On some major cruise lines there is a little niche of cruise ships out there that represent an extraordinary value. They are not the newest ships and not the oldest ships. The great value comes from them being about in the middle of all the ships on a couple diferent lines.
Carnival Destiny is one of those ships. Carnival Cruise Lines built Carnival Destiny in 1996. At the time she was the greatest ship afloat at 101,353 tons. Much smaller than new Carnival Dream at 130,000 tons, Destiny was nearly double the size of older Carnival Fascination at 70,367 tons. Currently sailing from Miami the ship does a four night sailing to Key West and Cozumel with a day at sea, alternating with a five-night sailing that goes to Ocho Rios, Jamaica and Grand Cayman with two days at sea. Another five-night sailing does Grand Turk, Half Moon Cay and Nassau in the Bahamas with one day at sea.
Prices are reasonable on this one with prices starting at $199 per person on the four-night and $289 per person + tax on the five-night.

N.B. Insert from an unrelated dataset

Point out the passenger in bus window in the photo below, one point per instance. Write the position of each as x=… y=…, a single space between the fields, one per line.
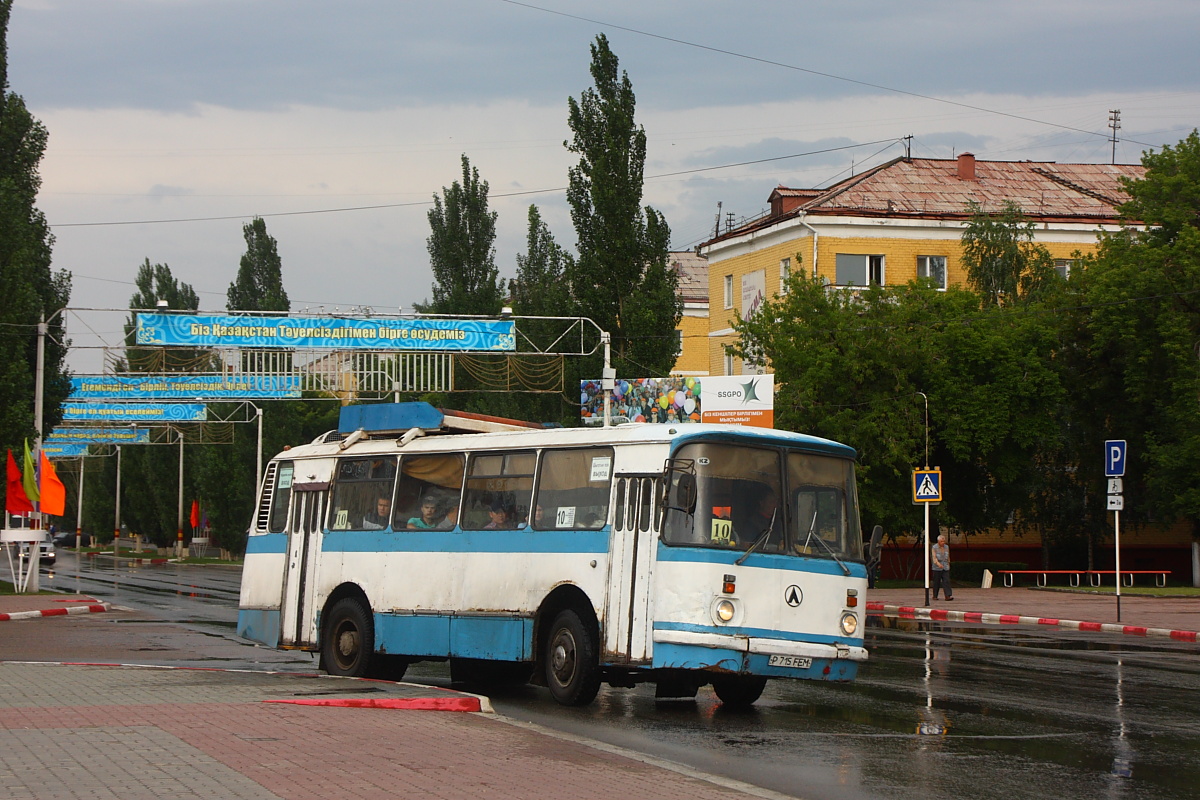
x=429 y=518
x=497 y=516
x=381 y=517
x=451 y=518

On Celebrity Cruises, the Celebrity Millennium at 91,000 tons is another one that prices out nicely for a shorter cruise. This one sails from Miami on a four-night to Cozumel with two days at sea starting at $349 per person and a five-night to Falmouth, Jamaica (if it ever opens) and Grand Cayman starting at $449 per person + tax or a five-night to Roatan, Honduras and Cozumel also starting at $449 per person +tax.
Celebrity Millennium was built in 2000 and held title of the latest, greatest class of Celebrity ships until knocked off the top spot by the popular new Solstice class ships, surely the future of the line.
There are other ships as well, let’s call them second-generation ships, that are not the newest but not the oldest but can represent some of the best values in cheap cruises at sea.